“Did he lead you here on purpose?” Nadine asked.
If she’d asked that question a year ago, I would have said probably, but I knew better now. Caim was a little crazy, a whole lot annoying sometimes, but he was on our side.
“No,” Corson said. “He didn’t know we wouldn’t be able to leave this town once we entered. I want to choke him most of the time, but he’s a loyal asshole.”
“Just not loyal to Lucifer,” Aisling said.
“He wouldn’t be loyal to us either if we decided to destroy the world,” I said. “He’s loyal to life, people, and the continuation of the world. He didn’t fall far enough to rid himself of that allegiance.”
* * *
Aisling
I grasped the mug of water Lix set on the table in front of me. “There’s no alcohol in this place,” he muttered as he took the chair across from me.
“Are you going to survive not having it?” Corson asked.
“I’m not sure any of us are going to survive this,” Lix replied.
I wasn’t much of a drinker, but I suddenly wished the potent mjéod was filling my mug instead of water. Glancing around the barroom, I wasn’t surprised to find it full of demons and humans. Even without alcohol, a bar was a social place, and people and demons wanted to be where other people and demons were.
Most of them drew closer to us as their curiosity attracted them to the newcomers. The sympathetic looks on their faces set my teeth on edge. I had no idea what was going on here, but they all acted like we were as good as dead. Even the ones who sat on the barstools thirty feet away were turned with their backs to the bar so they could give us sympathetic looks.
Studying the humans, I didn’t see anything threatening about them, and their souls were what I was used to seeing. They had good, strong souls, but fear made people do crazy things and there was alotof fear in this town.
The middle of the room was filled with tables and chairs while booths lined the outer wood-paneled wall. The bar was on the wall furthest to the left, but no bottles lined the shelves, and nothing remained of the glass in the mirror frame hanging behind the shelves. The windows at the front of the building were dirty, but the sun’s rays illuminated the room as there was no electricity.
Antlers made up the lamps hanging overhead; spiders had turned them into their jungle gym. The layer of dust on the lamps was so thick it was impossible to tell if there was once any color to them. Square and rectangle patches of darker wood revealed where pictures once hung, but those pictures were all gone.
Randy sat to my right with Nadine and Wren beside him. Brushed back from his handsome face, Randy’s sandy blond hair was graying at the temples. His warm brown eyes were full of love as he spoke with Wren. The warmth and strength of his soul made me smile while Nadine’s gave me a sense of comfort.

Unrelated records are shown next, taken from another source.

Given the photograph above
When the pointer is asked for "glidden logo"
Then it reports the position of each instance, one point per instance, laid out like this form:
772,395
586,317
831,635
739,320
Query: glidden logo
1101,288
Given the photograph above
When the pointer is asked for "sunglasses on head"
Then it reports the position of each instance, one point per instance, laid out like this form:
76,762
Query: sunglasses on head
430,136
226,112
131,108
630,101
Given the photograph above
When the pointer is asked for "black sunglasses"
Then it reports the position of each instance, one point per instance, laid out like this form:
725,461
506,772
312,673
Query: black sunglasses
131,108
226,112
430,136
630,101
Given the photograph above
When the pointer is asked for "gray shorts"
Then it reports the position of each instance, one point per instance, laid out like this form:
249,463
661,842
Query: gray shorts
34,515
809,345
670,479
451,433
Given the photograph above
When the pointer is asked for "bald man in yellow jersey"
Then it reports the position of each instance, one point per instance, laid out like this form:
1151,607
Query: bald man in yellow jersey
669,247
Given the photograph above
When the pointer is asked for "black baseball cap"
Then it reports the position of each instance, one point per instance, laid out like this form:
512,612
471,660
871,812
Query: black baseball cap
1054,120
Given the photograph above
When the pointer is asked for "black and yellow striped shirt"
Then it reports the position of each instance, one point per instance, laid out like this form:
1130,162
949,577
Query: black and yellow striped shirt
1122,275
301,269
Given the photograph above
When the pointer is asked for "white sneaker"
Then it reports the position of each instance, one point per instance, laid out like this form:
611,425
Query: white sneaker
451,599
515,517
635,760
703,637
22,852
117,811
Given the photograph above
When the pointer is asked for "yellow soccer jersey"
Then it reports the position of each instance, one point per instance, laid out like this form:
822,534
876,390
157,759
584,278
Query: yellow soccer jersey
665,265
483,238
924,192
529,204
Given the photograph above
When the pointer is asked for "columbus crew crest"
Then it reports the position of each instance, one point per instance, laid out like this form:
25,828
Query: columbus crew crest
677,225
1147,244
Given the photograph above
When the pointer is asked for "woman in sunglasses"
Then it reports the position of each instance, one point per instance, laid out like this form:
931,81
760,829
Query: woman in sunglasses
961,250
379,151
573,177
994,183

The three of them were eagerly catching each other up on the details of their lives. Wren had revealed she was a demon now and Corson’s Chosen, she told them about something called the Abyss, the horsemen, the fallen angels, and the battle at the wall. Everyone in the room hung on her every word.
The most shock Randy and Nadine revealed was over her and Corson; they kept glancing between the two of them as if they couldn’t believe it. Wren tapped her fingers on the table, shifted in her seat, and pulled at the collar of her shirt as she revealed this detail.
Corson clasped one of her hands and held it on the table, but it did little to calm her. The glimmer in his orange eyes said he would kill Randy if he hurt Wren.
“I had no choice but to go to the demons,” Wren blurted. “I needed their help to protect us after the seals fell.”
Randy rested his hand on top of the one drumming against the table. “I would have done the same. Things have changed a lot since we last saw each other.”
Some of the tension eased from Wren’s shoulders, and when her head bowed, Corson rubbed her neck.
“You did the right thing, Wren,” Randy assured her and squeezed her hand before releasing it.
She smiled at him and relaxed further into Corson’s touch. “Did you make it all the way across the Wilds?” she asked Randy.
“We did,” Randy said as he grasped Nadine’s hand.
“And?” Wren prompted.
The sad look on his face said what he’d discovered there before he spoke. “And we mapped out more of the land and know where batches of demons have clustered, but we didn’t discover anywhere safer for the Wilders to live. We made it to the wall in California before deciding it was time to return home. That was when we got trapped here.”
“How long have you been trapped here?” Wren asked.
“Almost a month,” Nadine said.
“Whattrapped you here?” Corson asked.